The end result is a numerical value that determine "how stale" is a given library release at a given moment in time (this will evolve over time as more releases are made available).
Release Freshness Score
The above provides a per-library scoring, but an application can contains hundreds of library dependencies.
It is therefore necessary, before this can be useful, to go one step further and produce an aggregate score at the application level, for all library releases this application depends on.
Here, we consider that an application's dependency freshness is only as good as the weakest link in the chain, meaning we take the top "most stale" libraries and use that to compute an aggregate freshness score. In other words, upgrading releases that are 3 months old while not touching libraries that are 5 years old will not influence the freshness score much, this is done purposefully to incentivize application developers to focus on the oldest (and thus logically the ones with potentially the most risk) and upgrade those first.

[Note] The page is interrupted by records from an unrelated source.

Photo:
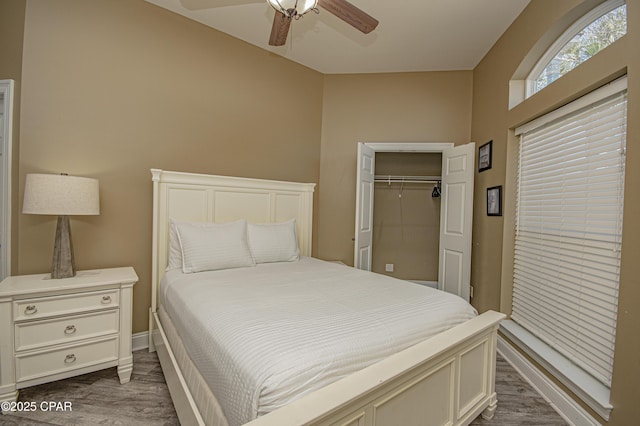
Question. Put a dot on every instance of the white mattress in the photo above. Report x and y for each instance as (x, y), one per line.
(266, 335)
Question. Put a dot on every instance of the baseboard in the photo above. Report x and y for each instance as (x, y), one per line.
(566, 407)
(140, 341)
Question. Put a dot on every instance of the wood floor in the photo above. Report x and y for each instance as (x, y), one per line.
(99, 399)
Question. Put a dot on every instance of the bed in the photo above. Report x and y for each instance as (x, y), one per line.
(389, 375)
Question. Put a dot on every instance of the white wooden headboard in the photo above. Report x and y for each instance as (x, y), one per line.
(210, 198)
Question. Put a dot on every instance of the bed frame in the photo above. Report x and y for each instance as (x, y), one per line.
(448, 379)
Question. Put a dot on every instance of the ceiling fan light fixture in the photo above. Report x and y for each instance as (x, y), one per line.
(293, 8)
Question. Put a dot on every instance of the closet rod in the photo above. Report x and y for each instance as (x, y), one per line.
(407, 179)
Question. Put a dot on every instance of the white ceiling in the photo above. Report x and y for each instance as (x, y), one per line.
(413, 35)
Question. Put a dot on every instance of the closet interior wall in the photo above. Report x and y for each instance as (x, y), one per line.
(406, 218)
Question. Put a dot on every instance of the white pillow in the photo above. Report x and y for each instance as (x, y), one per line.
(273, 242)
(212, 246)
(175, 251)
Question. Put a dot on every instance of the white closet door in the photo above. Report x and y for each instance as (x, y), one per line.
(456, 219)
(364, 212)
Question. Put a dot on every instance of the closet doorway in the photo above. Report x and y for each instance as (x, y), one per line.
(6, 121)
(456, 208)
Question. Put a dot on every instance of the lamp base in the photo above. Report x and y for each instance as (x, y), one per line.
(63, 265)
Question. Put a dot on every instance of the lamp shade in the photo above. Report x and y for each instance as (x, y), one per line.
(61, 195)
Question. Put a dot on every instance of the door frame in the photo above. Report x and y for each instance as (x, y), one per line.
(6, 89)
(416, 147)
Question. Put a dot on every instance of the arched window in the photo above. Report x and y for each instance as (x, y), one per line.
(593, 32)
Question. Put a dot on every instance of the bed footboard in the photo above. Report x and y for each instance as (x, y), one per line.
(446, 380)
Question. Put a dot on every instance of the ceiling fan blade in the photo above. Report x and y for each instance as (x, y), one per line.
(350, 14)
(279, 30)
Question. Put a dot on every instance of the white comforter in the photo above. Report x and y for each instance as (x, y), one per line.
(264, 336)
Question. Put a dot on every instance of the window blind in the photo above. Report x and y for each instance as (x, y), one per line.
(569, 230)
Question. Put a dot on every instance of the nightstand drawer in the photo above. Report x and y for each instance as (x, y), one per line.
(42, 307)
(46, 363)
(35, 334)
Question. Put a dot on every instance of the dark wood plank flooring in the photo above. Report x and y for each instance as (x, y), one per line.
(99, 399)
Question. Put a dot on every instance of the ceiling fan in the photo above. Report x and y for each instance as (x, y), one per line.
(286, 10)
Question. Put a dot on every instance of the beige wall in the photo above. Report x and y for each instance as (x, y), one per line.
(11, 37)
(408, 107)
(112, 88)
(492, 120)
(406, 219)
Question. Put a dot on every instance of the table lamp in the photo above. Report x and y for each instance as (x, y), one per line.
(65, 196)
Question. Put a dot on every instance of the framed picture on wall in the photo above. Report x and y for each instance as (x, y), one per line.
(484, 156)
(494, 201)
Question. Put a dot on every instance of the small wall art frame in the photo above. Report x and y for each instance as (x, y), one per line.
(484, 156)
(494, 201)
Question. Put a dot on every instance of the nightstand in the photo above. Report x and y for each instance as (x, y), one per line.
(51, 329)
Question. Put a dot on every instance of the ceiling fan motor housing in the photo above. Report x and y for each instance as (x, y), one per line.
(293, 8)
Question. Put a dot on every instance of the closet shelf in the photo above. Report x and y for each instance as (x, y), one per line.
(407, 179)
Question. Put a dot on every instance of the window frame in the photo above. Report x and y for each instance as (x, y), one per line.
(595, 394)
(586, 20)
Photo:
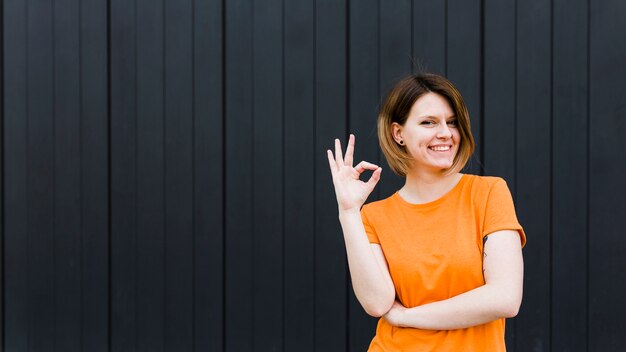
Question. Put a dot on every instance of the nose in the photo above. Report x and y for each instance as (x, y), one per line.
(444, 131)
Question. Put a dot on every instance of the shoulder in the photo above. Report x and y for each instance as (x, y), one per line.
(484, 184)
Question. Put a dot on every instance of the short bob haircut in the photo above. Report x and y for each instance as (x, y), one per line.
(397, 106)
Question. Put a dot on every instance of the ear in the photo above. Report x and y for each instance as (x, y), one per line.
(396, 132)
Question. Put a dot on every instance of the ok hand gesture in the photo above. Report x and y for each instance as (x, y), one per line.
(351, 192)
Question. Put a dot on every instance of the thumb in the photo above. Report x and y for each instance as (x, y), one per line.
(374, 178)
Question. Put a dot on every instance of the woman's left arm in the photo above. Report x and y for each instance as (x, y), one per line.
(500, 297)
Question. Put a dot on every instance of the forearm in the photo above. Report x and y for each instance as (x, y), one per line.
(475, 307)
(371, 281)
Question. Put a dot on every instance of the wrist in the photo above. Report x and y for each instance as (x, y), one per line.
(343, 213)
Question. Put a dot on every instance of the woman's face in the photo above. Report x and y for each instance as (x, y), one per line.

The final result is a single numerical value that represents a dependency freshness score for an application, and this can be aggregated and averages calculated for all applications in an organization, and once application developers start to action this by upgrading their library dependencies, these numbers are expected to improve over time.
Next Steps
The above focuses on actionable insights only, meaning if a given library has no release since 2017, and an application is using that most recent 2017 release, then it would be considered "fresh". This is important, the freshness score has to be actionable by application developers (by upgrading releases to newer versions).
This does not mean that a "dead" library project poses no risk: if it is dead and not being developed anymore, it could very well have vulnerabilities that are not addressed. But it cannot be simply upgraded in-place, the only possibility would be to remove the dependency entirely and replace it with another, which might not be feasible or desirable depending on the library in question. Hence the first focus of the freshness score is on what can be upgraded, but there is more to consider.
Beyond a mere freshness score, other criteria would need to be considered to establish a true Dependency Risk Score:
- Known CVE vulnerabilities (for obvious reasons)
- Latest Release Age (a "dead" library could be considered fresh while still posing risks)
- OSS activity (are there still fixes being merged?)
- and several other factors, out of scope here
Note: OSS library scorecards exist that can supply part of the above.
This sounds a great idea, I am very keen to be involved and support this however I can.
As discussed in the meeting, this seems like an excellent idea and one that is broadly applicable beyond the finance industry.
Some suggestions:
- Expanding on @ashukla13's idea, it would be nice to have a set of metrics. For any given dependency it would be good to track:
- How much work the dependency is doing across the estate
- How many transitive dependencies are being brought in as a result of this one
- The "popularity" somehow of a given dependency (maybe based on committers / stars / NPM downloads)
... all of which are factors I use when trying to evaluate whether to start using a dependency, but should be considered throughout the lifetime of the software.
- Dependabot
I would take a close look at this: it is modular and isn't (necessarily) tied to GitHub, and contains plenty of tooling to support pulling the dependency data you need. The community around that tool might be willing to help with building these metrics too.
This issue was discussed at #46 but SIG members were on vacation due to holidays in the UK and US. The decision was made to socialise this issue so it can be picked up at the next scheduled DevOps call.